Background: 5-Flurorouracil (5-FU) chemotherapy has been one of the
extensively employed standard therapies for the treatment of colon cancer. Various
molecular interventions and dose modulations in the form of adjuvant therapies has
been exploited for better therapeutic efficacy and low adverse effects to improve
overall survival rate in advanced colorectal cancer. Non-steroidal anti-inflammatory
drugs (NSAIDs) have shown huge potential to supplement the classical chemotherapeutic
regimens in order to achieve better cytotoxic potency against cancer cells and
specifically through targeting of multi apoptotic pathways and inflammatory markers.
Methods: The present investigation was carried out to study the effect of etodolac
(ETD) on the therapeutic spectrum of 5-FU in colon cancer in order to regress the
dose related adverse potential by modulating the 5-FU dose in 1,2 dimethylhydrazine
(DMH) induced colon cancer rats and to explore the molecular apoptotic pathways involved.

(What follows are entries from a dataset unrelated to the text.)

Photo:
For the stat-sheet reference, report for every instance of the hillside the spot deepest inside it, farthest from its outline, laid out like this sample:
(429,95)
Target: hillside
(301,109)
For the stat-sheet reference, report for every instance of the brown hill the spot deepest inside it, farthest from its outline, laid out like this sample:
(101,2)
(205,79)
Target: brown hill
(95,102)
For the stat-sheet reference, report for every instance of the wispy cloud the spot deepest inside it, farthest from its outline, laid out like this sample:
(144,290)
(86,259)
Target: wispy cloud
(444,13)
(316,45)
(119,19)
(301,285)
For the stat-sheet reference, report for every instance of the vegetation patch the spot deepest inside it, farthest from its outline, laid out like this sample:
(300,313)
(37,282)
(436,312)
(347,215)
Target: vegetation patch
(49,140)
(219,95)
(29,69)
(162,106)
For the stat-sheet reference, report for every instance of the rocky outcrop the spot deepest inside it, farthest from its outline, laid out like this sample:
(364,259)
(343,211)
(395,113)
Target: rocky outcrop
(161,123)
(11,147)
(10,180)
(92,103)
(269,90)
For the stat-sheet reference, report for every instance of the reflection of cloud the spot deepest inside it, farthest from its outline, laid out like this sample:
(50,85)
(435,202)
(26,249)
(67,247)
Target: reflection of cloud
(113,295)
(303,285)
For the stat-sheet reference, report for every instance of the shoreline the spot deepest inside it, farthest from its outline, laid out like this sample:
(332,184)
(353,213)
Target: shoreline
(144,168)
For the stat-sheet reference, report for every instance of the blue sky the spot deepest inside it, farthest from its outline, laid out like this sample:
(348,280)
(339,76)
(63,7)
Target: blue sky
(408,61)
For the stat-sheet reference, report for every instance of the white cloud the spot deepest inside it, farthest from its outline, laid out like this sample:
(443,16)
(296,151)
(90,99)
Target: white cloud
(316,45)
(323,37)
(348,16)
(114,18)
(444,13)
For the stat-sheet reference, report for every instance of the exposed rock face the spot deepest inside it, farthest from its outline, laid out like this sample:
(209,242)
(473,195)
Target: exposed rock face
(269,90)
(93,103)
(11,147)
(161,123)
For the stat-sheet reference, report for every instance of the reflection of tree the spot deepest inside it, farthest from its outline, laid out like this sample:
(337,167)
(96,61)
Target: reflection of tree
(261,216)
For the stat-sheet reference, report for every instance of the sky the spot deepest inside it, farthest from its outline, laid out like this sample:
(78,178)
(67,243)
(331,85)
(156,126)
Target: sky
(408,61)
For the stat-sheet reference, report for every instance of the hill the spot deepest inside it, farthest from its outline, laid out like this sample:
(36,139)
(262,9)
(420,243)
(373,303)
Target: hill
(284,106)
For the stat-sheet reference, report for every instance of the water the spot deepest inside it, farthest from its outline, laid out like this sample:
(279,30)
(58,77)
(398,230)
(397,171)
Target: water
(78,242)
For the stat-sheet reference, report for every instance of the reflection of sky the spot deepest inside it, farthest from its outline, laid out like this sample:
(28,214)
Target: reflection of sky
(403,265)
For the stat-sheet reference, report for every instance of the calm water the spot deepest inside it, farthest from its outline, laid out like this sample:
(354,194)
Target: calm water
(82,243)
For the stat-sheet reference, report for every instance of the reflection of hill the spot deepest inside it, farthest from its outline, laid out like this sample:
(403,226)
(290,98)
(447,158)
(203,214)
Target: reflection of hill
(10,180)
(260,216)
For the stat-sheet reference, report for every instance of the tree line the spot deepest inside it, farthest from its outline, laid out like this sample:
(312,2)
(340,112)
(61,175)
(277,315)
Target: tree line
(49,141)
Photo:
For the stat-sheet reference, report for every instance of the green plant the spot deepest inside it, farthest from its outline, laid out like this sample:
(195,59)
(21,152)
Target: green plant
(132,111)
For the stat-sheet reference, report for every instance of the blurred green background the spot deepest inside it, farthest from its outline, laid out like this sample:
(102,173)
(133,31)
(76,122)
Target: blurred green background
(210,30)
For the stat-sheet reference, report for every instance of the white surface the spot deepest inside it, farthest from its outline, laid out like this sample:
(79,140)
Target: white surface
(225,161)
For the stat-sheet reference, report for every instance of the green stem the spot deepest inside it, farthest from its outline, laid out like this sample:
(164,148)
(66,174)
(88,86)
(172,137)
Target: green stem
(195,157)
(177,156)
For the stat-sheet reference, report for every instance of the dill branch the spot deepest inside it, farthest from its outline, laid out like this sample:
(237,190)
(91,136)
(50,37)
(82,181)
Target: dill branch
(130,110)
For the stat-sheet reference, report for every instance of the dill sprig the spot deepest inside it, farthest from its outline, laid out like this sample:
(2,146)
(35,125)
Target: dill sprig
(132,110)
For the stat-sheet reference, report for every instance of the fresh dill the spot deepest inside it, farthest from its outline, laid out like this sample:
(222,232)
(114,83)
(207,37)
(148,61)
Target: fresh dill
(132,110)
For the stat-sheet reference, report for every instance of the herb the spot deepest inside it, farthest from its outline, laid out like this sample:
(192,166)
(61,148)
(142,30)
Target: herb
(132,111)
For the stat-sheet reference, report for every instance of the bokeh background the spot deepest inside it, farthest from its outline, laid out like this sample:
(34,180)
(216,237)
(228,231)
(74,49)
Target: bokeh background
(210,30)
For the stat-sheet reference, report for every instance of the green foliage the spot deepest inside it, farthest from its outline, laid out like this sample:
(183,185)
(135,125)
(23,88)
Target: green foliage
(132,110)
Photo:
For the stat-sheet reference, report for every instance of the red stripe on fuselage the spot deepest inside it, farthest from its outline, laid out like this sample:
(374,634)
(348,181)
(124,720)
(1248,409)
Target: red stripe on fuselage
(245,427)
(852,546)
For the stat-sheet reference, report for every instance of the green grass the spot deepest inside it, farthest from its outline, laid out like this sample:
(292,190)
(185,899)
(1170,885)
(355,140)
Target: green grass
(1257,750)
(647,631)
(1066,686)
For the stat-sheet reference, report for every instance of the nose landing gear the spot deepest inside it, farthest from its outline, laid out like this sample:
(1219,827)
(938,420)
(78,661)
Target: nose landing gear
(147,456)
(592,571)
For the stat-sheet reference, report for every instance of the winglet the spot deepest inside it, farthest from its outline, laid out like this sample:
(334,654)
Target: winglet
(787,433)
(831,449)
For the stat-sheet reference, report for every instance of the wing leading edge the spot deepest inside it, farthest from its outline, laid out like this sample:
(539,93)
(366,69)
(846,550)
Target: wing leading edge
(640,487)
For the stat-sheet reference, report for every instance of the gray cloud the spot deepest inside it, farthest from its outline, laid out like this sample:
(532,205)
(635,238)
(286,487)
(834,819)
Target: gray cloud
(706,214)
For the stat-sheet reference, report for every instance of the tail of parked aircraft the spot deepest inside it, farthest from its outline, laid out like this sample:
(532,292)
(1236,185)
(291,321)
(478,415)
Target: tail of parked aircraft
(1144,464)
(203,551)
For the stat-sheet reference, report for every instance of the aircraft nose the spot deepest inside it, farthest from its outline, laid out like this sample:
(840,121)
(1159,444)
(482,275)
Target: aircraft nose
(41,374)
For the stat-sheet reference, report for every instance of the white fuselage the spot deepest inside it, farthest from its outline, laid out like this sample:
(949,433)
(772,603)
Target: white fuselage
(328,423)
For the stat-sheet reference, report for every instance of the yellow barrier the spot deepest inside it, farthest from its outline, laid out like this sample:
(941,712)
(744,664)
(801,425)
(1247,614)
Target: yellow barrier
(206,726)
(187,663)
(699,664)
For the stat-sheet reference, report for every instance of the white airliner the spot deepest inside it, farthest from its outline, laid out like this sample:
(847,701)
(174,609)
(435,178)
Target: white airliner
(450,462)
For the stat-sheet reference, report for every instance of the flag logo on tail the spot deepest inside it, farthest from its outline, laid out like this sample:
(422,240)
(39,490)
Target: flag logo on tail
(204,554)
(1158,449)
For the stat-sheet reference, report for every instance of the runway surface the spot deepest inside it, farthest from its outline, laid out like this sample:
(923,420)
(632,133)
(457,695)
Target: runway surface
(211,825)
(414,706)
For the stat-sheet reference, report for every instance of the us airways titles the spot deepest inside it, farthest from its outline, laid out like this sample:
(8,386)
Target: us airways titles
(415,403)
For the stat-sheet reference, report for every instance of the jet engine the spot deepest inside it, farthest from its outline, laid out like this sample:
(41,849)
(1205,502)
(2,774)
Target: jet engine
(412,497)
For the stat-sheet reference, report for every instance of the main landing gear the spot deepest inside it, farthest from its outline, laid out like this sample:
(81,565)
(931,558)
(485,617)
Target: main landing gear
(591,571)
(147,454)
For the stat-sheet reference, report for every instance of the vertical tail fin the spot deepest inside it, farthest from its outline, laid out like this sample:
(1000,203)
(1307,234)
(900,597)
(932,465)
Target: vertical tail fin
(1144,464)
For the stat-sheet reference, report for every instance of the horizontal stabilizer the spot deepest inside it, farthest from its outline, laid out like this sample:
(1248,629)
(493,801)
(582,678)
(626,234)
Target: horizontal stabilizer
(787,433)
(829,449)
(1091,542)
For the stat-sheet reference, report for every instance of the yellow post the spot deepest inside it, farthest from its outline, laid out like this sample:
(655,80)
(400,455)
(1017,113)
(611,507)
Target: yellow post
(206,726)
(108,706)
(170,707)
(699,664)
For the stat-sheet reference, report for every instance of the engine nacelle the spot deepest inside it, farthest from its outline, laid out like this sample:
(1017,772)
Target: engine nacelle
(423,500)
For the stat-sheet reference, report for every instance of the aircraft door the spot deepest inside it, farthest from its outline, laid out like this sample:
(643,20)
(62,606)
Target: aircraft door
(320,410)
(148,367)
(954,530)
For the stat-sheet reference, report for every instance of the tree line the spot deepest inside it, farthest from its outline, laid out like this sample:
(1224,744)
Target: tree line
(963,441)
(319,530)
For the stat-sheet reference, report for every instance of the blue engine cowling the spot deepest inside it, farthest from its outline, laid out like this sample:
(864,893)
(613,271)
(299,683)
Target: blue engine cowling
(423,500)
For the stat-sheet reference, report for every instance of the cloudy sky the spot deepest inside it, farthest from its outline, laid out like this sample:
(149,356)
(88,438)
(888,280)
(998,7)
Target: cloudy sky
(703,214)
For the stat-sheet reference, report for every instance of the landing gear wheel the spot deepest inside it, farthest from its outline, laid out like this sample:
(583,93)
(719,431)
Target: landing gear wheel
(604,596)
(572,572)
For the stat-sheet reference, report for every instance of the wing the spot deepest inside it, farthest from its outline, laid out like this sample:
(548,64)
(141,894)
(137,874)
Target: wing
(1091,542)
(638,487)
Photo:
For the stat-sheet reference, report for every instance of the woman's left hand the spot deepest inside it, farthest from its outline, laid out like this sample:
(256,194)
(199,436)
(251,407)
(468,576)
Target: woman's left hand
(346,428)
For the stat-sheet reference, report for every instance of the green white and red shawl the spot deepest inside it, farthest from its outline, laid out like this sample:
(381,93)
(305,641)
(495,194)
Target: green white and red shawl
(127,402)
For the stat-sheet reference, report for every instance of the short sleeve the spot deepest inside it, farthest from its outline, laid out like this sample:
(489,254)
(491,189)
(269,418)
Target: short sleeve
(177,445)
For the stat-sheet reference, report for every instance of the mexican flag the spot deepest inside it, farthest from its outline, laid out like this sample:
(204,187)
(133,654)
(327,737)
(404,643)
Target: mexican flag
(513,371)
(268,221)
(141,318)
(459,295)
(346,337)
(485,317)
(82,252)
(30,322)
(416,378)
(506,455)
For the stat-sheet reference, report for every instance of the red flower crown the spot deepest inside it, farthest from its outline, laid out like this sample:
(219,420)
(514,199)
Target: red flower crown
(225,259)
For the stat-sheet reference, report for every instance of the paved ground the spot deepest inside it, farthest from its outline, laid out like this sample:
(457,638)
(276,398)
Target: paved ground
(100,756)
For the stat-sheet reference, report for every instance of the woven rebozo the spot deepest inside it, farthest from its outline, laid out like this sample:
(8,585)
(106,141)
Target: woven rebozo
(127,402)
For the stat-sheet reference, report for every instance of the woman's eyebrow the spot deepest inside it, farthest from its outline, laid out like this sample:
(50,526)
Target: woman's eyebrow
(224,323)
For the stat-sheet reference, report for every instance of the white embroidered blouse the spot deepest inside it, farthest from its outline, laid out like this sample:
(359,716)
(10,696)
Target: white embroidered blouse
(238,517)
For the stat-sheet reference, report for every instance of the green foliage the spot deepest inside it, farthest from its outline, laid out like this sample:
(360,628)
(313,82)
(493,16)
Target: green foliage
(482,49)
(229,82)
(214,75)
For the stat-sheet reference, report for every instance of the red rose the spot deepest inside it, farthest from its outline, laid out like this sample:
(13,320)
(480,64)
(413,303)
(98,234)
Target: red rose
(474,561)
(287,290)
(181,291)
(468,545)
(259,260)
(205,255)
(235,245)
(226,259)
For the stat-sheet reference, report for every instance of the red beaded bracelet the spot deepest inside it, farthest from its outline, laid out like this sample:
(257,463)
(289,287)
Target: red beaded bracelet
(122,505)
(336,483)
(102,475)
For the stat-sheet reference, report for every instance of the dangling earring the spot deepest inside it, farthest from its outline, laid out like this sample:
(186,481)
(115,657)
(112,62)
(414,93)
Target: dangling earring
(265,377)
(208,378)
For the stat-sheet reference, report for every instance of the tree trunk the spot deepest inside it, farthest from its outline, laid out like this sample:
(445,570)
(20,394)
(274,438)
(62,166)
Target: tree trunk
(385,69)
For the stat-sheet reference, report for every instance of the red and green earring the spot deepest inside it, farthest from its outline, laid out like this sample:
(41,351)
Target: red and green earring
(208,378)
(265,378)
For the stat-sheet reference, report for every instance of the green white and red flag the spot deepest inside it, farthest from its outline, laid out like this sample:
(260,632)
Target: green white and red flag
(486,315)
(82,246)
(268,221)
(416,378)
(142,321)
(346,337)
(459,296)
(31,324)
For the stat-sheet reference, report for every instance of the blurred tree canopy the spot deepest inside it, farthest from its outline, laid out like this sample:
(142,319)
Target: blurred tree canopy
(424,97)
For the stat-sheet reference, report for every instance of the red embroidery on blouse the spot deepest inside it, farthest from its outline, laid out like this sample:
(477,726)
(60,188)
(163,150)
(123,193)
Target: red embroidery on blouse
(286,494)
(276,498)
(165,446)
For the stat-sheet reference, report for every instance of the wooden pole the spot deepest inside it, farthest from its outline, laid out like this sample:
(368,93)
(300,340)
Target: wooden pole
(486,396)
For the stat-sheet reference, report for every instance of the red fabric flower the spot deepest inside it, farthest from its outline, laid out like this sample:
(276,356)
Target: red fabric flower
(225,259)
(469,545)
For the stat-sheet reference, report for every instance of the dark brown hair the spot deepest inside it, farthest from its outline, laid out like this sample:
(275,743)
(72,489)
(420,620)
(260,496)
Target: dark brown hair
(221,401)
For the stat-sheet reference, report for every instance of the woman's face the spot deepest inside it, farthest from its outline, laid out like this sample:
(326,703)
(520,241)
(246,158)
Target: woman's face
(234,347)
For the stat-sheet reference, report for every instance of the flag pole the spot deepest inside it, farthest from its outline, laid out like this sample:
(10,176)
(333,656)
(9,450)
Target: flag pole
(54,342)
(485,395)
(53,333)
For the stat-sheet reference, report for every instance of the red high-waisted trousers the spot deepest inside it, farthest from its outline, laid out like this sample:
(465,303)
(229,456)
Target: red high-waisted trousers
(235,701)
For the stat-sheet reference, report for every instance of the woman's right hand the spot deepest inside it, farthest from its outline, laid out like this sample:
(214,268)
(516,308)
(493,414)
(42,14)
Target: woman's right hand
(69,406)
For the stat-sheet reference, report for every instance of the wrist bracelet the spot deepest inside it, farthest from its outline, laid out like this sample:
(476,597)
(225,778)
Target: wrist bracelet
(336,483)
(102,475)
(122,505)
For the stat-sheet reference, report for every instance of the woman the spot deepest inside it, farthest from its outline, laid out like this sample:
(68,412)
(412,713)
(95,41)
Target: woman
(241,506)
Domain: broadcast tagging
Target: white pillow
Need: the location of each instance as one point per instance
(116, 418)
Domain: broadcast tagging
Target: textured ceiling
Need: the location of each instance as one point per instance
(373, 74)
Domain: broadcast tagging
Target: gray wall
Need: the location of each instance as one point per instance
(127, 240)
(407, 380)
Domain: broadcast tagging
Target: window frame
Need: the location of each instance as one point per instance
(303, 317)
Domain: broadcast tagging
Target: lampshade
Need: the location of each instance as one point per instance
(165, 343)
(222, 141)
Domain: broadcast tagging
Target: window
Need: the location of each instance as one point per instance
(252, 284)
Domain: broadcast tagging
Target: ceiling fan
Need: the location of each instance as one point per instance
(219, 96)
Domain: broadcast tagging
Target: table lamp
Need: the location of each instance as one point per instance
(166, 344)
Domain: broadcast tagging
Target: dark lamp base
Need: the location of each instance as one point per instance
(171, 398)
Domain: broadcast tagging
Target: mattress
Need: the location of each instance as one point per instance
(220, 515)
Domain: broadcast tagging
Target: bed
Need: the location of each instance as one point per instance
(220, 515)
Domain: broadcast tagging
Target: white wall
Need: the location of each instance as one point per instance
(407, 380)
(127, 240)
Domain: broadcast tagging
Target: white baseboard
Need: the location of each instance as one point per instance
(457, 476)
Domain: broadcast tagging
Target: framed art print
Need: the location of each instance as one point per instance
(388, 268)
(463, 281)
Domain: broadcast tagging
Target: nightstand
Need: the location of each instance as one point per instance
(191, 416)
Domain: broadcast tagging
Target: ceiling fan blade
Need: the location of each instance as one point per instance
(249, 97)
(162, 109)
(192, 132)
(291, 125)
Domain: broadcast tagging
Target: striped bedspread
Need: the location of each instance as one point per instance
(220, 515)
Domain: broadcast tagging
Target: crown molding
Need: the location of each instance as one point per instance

Results: Diverse dose combination therapy of 5-FU plus ETD (FEC1; high dose combination of 5-FU
and ETD in ratio of 4:1), FEC2; medium dose combination of 5-FU and ETD in ratio of 3:1) and
(FEC3; low dose combination of 5-FU and ETD in ratio of 2:1) showed significant decrease in the tumor
burden in a dose dependent manner (i.e. FEC1>FEC2>FEC3) in comparison to monotherapy. Further,
the combination therapy also showed significantly enhanced apoptosis in DMH induced colon cancer
rats in comparison to monotherapy.
Conclusions: ETD could be a useful intervention as adjuvant therapy for increasing the cytotoxic potential
of 5-FU at lower therapeutic dose. The present study showed the immense application and future
role of ETD as an adjuvant agent in fluorouracil based combination strategy to widen therapeutic spectrum
and increased apoptosis in cancer cells. To best of our knowledge, this report for the first time elucidates
the enhanced therapeutic efficacy of low dose 5-FU in combination with ETD via nuclear factor
kappa-B (NF-κB), peroxisome proliferator activator receptor-gamma (PPAR-γ), tumor necrosis factoralpha
(TNF-α) and cyclooxygenase–II (COX-II) pathway in DMH induced colon cancer rats.